But if one keeps listening, digs deeper, one will strike gold in this musical mine. Each track on the self-titled release from these UK technophiles is weighted with riches, and few require the layer-scratching approach needed to find the actual promise buried in that first track. Most are immediately satisfying. The Steely Dan-cum-disco “It’s Your Touch” finds its legs quickly, and finds Ghosts Theo Keating and Simon Lord focusing on talents beyond their beats, showing off some impressive vocal harmonies. “Until It Comes Again” hums with a hard funk energy and shines thanks to a keen melodic ear.
The album features a surprising range. From the gloom of the opener (which really thrives under repeat listens), the Ghosts slide from house dance to sexy jazz to funk to quiet rock to pop with a deftness that is continually surprising, and yet feels consistently unique to this group. The stellar vocal flourishes add dimension to the whole production and make each genre hop both fresh and familiar at the same time.

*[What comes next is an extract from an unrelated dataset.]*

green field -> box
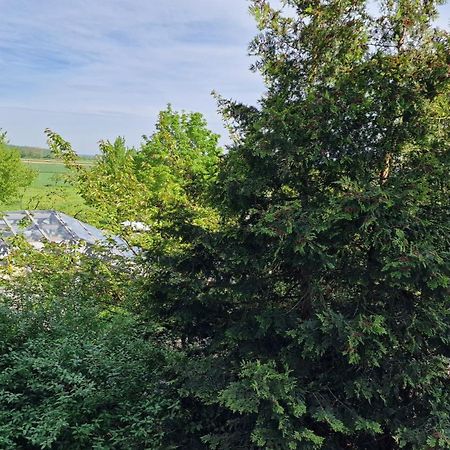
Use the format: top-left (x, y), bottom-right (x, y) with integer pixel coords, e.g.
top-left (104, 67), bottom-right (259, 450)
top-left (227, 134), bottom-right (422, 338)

The Black Ghosts are an upbeat Solid Gold as translated by Hot Chip, and with perhaps a more easy-going, long-lasting presence than either.
Electro-pop groups in this day and age need a unique voice and an organic musical sensibility to survive. The Black Ghosts seem to have both well in hand. If they keep pushing forward, they might just surprise everyone and explode.
Rating: 91%
Forever the Sickest Kids, The Weekend: Friday
Reviewed by: Christian Hagen
When I set about to do this series, the one thing that most seriously held me back was the fact that I’d have to sift through music like that of corporate neon pop-punk nightmare Forever the Sickest Kids. To call Forever the Sickest Kids irritating would to call diamond-grade sandpaper irritating. Sure, it works as a textbook definition, but the word hardly encapsulates the pain and destruction it can enact on a person.
This “album” (hard to use the term, as it clocks in at only 20 minutes, though sadly it feels more like 50) is part of a planned three-part shit opus about the three days of the weekend.
Appropriately, FtSK avoid any meaningful discussion on the emotions that accompany the high school experience and focus entirely on girls. And of course, they focus on girls in the most shallow ways imaginable, exemplified by the vaguely offensive “Hip Hop Chick.” In this song, lead singer Jonathon Cook expounds upon his oh-so-unusual relationship with a girl who listens to *gasp* hip-hop music. The whole song seems to surround the notion that this musically confused partnership shouldn’t be able to last, yet somehow it does, though I still have no idea why, as the only details the listener gets about this girl is the kind of music she listens to and the way she dances. At one point, whine-singer Cook complains, “I listen to Zepplin/I don’t listen to Jay-Z,” though I find this assertion more than a little dubious as one listen to any Zepplin album should make Cook so ashamed of himself that he never records another note as long as he lives.
Laden with sunny synths and two-chord verses and grating, basic vocal horrors, Forever the Sickest Kids (their name continuing the tradition of the worst pop-punk bands pretending they are the hardest or coolest rockers on the block when any serious punk musician would probably swallow broken glass before recording anything as crassly commercial and dreadful as this) are closer to The Jonas Brothers than The Clash, though both outclass them by a mile. Now let’s hope that this is the worst I’ll have to deal with in this series.